The United States Excels at Creating New Orders
Adapting to Changed Rules Is the Only Way to Survive

[Insight & Opinion] The Privileges of Great Powers and the Formation of Order View original image

[Asia Economy] A great power is a country that can create orders and rules that other nations must follow. A true great power can discard the order it created without hesitation if necessary to check its competitors, and can establish a new order to replace it. Over the past 100 years, the United States is the only country that has met these conditions and experiences.
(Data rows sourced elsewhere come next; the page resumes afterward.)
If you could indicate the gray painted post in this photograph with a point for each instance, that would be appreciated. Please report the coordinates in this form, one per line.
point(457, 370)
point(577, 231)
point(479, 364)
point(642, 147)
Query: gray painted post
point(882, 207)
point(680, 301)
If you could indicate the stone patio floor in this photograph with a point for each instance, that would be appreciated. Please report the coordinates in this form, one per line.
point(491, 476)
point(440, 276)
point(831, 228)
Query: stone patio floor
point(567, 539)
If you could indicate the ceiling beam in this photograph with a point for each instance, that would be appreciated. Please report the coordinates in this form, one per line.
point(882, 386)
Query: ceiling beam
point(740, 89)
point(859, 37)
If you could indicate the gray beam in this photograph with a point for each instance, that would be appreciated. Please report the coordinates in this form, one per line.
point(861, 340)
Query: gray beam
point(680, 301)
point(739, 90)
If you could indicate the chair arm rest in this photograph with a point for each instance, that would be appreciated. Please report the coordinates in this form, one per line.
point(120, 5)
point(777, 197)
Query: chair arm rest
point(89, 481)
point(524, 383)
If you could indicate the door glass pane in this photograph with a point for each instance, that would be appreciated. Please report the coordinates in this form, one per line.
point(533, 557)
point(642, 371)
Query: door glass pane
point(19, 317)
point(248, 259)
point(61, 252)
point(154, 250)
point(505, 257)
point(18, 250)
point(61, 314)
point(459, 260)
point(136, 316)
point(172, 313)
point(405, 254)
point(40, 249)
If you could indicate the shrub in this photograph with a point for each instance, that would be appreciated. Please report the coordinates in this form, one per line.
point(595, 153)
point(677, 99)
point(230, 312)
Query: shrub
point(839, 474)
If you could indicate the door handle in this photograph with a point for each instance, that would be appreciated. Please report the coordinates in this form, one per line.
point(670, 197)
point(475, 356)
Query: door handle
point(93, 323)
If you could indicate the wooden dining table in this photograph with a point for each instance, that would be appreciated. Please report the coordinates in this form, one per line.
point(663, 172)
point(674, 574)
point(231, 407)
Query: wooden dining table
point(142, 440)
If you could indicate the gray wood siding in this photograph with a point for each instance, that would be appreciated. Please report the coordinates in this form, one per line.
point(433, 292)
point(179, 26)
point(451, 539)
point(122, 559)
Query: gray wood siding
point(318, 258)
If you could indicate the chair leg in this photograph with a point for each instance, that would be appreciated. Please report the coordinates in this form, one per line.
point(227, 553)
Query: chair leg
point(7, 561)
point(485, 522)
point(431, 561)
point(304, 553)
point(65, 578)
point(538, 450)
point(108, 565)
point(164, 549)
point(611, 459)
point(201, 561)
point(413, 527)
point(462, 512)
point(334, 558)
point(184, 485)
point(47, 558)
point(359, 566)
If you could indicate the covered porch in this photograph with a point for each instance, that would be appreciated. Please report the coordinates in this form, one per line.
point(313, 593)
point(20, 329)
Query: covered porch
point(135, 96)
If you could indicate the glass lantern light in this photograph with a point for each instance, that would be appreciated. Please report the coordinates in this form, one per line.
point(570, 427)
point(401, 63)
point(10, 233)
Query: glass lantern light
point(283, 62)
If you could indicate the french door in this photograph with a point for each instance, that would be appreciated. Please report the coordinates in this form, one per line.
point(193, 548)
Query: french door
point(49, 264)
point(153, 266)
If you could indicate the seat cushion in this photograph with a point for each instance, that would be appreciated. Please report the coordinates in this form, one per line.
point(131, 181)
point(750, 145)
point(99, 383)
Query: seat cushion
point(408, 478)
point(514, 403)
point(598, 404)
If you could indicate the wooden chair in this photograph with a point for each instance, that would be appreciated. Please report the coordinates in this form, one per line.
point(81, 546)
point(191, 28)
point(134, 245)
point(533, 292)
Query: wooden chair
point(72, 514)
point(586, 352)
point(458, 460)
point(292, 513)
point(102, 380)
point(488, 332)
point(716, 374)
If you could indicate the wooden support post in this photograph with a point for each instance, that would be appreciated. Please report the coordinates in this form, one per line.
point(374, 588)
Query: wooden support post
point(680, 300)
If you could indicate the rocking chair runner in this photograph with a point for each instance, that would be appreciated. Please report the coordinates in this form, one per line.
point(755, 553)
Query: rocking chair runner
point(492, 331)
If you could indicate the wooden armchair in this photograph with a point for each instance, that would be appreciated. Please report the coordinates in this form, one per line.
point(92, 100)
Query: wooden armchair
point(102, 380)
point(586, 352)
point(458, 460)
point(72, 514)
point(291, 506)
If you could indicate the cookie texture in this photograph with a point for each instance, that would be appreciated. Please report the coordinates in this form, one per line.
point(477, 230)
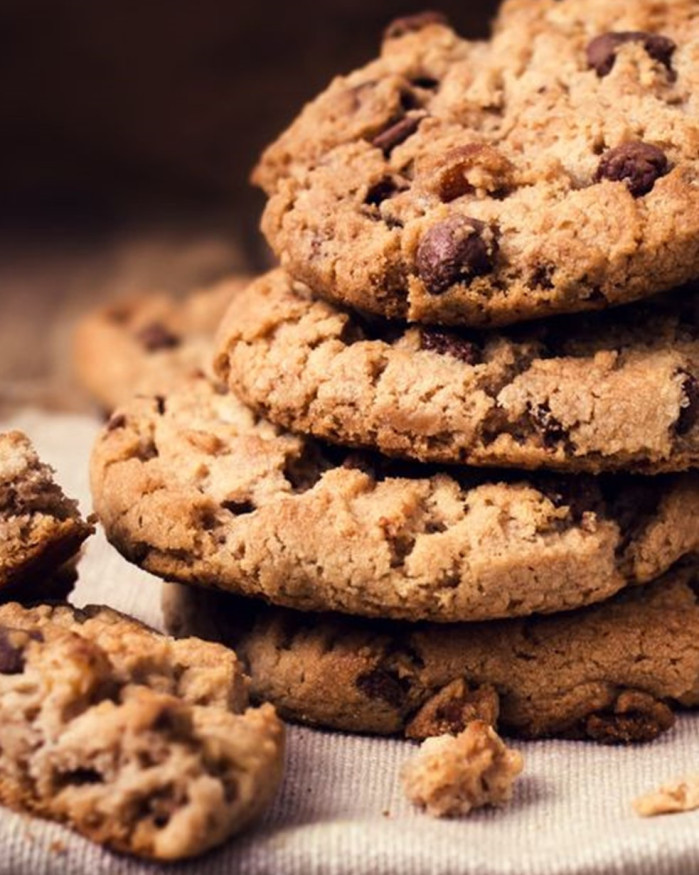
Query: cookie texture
point(194, 488)
point(607, 673)
point(551, 170)
point(137, 741)
point(148, 343)
point(40, 529)
point(452, 775)
point(612, 390)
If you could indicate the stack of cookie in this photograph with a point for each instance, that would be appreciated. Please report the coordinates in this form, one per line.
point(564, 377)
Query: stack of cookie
point(468, 401)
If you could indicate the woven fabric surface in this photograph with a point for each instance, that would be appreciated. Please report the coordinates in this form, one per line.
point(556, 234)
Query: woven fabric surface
point(341, 810)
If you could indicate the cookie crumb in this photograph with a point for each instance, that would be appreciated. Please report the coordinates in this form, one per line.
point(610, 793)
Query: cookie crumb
point(681, 795)
point(451, 775)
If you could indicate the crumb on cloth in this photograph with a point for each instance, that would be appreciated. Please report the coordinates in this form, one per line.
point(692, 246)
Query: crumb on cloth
point(451, 775)
point(672, 798)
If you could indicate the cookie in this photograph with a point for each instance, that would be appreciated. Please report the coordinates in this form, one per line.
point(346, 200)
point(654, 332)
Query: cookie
point(606, 673)
point(40, 529)
point(552, 171)
point(137, 741)
point(148, 343)
point(452, 775)
point(612, 390)
point(195, 488)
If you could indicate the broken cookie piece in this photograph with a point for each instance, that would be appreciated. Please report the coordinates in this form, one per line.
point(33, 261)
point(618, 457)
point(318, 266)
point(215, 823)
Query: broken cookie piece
point(451, 775)
point(40, 529)
point(680, 795)
point(136, 741)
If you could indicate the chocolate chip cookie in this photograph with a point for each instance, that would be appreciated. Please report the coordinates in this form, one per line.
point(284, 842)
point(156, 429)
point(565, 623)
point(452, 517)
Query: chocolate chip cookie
point(551, 170)
point(195, 488)
point(40, 529)
point(612, 390)
point(137, 741)
point(148, 343)
point(606, 673)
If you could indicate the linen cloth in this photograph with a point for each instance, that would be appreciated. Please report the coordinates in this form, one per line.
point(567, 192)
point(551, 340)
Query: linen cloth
point(341, 810)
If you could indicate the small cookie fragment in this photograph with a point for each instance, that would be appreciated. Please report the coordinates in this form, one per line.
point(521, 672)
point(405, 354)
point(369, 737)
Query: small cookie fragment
point(136, 741)
point(678, 796)
point(40, 529)
point(148, 343)
point(452, 775)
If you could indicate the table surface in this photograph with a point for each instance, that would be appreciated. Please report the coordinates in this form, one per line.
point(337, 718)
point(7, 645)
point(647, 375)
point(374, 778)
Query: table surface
point(47, 282)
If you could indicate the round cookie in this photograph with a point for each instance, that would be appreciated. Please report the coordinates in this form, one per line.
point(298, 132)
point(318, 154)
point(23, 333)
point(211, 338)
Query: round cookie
point(606, 391)
point(195, 488)
point(554, 170)
point(41, 530)
point(137, 741)
point(605, 673)
point(148, 344)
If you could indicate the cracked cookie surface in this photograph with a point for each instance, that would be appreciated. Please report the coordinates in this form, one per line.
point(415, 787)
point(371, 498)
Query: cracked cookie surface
point(551, 170)
point(137, 741)
point(40, 529)
point(195, 488)
point(606, 673)
point(604, 391)
point(149, 343)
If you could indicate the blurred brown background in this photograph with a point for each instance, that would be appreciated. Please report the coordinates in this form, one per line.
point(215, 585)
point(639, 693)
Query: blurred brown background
point(130, 130)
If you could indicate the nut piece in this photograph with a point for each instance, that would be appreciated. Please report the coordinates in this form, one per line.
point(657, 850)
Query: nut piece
point(451, 775)
point(452, 709)
point(681, 795)
point(413, 23)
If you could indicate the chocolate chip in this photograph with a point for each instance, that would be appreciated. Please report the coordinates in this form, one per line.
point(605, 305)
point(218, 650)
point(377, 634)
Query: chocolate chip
point(117, 421)
point(580, 494)
point(689, 415)
point(427, 83)
point(551, 429)
point(411, 23)
point(12, 653)
point(384, 685)
point(449, 343)
point(637, 164)
point(239, 508)
point(156, 336)
point(397, 133)
point(542, 278)
point(601, 52)
point(454, 251)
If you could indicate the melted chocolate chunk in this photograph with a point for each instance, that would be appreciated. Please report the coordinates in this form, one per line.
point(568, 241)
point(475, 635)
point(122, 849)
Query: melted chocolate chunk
point(397, 133)
point(637, 164)
point(384, 685)
point(412, 23)
point(602, 51)
point(156, 336)
point(551, 429)
point(449, 343)
point(580, 494)
point(12, 654)
point(118, 420)
point(454, 251)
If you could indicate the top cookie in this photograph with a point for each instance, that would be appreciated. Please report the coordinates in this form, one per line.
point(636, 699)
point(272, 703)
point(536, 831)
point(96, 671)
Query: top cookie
point(149, 343)
point(552, 170)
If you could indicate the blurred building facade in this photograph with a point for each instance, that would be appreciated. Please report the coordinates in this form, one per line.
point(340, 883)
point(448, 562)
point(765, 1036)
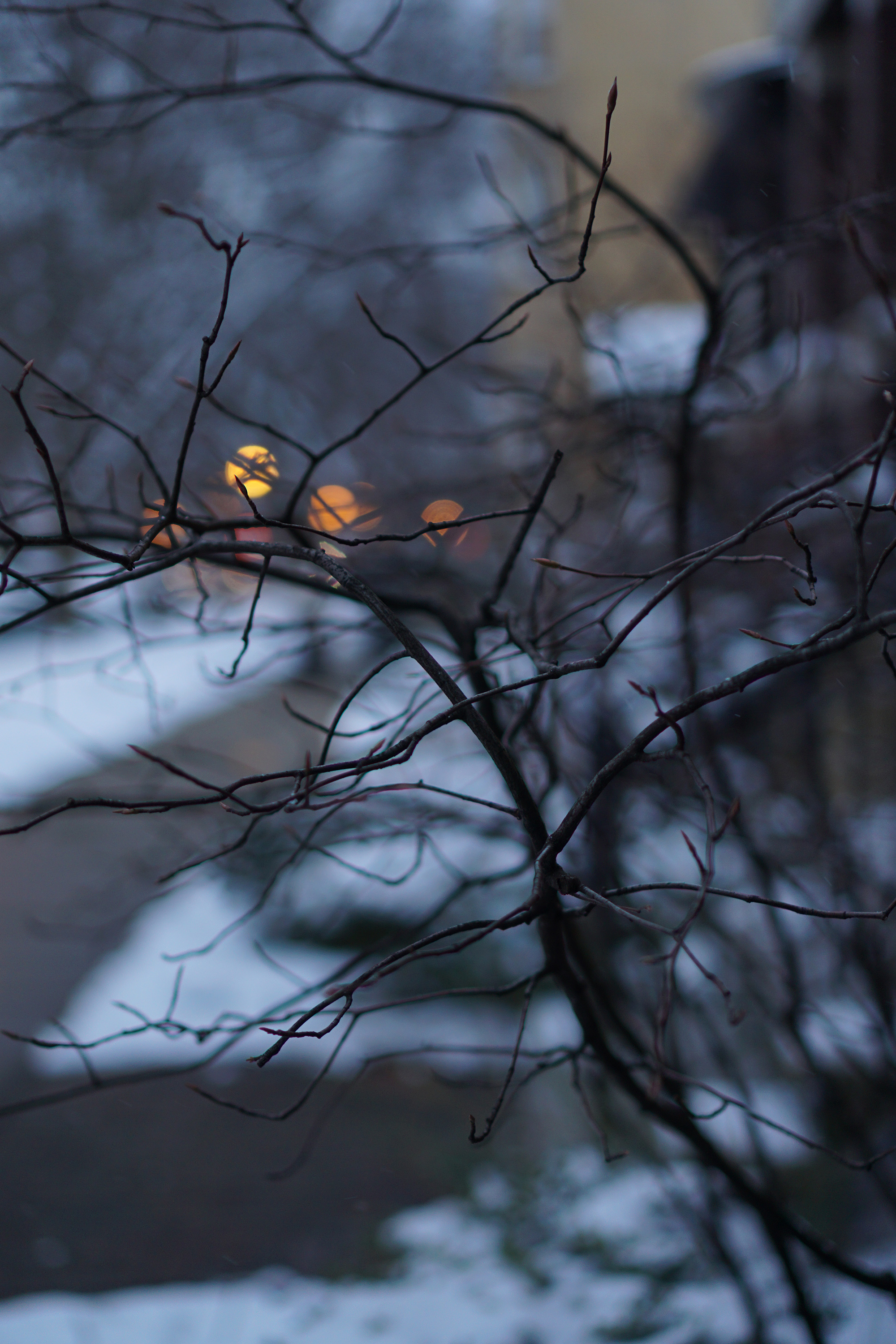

Since the late 1970s, the United States mobilized all means to suppress Japan, which was rapidly growing economically. By imposing an unprecedented system called voluntary restraint through political and diplomatic pressure on Japanese automobiles and semiconductors, it restricted exports to the U.S. Through the Plaza Accord, the yen exchange rate was extremely revalued, successfully inducing the weakening of Japan’s manufacturing industry and the collapse of its financial system. In the early 1990s, during the Gulf War, the U.S. emphasized security threats by highlighting that most of the key components of precision strike weapons such as the Patriot and Tomahawk, which became famous then, were Japanese-made. The spread of the perception that the U.S. was excessively dependent on Japan in core advanced industries made checking Japan a major U.S. objective.


Through this process, the U.S. delayed Japan’s growth and bought time, while creating a new domain called the internet and shifting the world’s rules themselves to a digital order favorable to itself. Japan, the strongest player in the analog world, failed to adapt to the changing rules of the game, and the U.S. strategy of creating a new order to neutralize competitors achieved its goal.


After 30 years, China has become a presence similar to Japan in the past. During the financial crisis recovery process, the U.S. was negligent in checking competitors, and China took advantage of this gap to absorb a large amount of U.S. advanced technology and grow into a threatening power. Realizing China’s threat belatedly, the U.S. under the Trump administration fundamentally blocked China’s access to U.S. advanced technology through massive institutional strengthening for technology protection and control, buying time. The Biden administration has set the stage of U.S.-China competition on advanced technology.


However, most supply chains related to manufacturing based on advanced technology were centered on China. To weaken China’s competitiveness, the U.S. decided to change the China-centered supply chains that had been formed around private companies for 30 years. The recently enacted Inflation Reduction Act (IRA) concretizes this intention. Furthermore, the U.S. is breaking its own core international trade norms of free trade and minimal state intervention, creating new principles such as state-led industrial policy, market intervention based on government judgment rather than the market, and direct state subsidies to companies. Additionally, instead of free market access, the U.S. is promoting expanded investment by foreign companies within the U.S. and encouraging their departure from China by linking markets with investments.


During the U.S. process of checking Japan, we were able to seize an opportunity for leap forward. Now, 30 years later, the rules of the game are changing again. Our pursuit of maximum benefits from both the U.S. and China over the past 30 years should be recognized not as a given but as a privilege of a very special period. It is time to forget the happy past and start a new challenge to adapt to the new rules created by fragmented markets and divided supply chains.



Choi Jun-young, Specialist, Yulchon LLC


This content was produced with the assistance of AI translation services.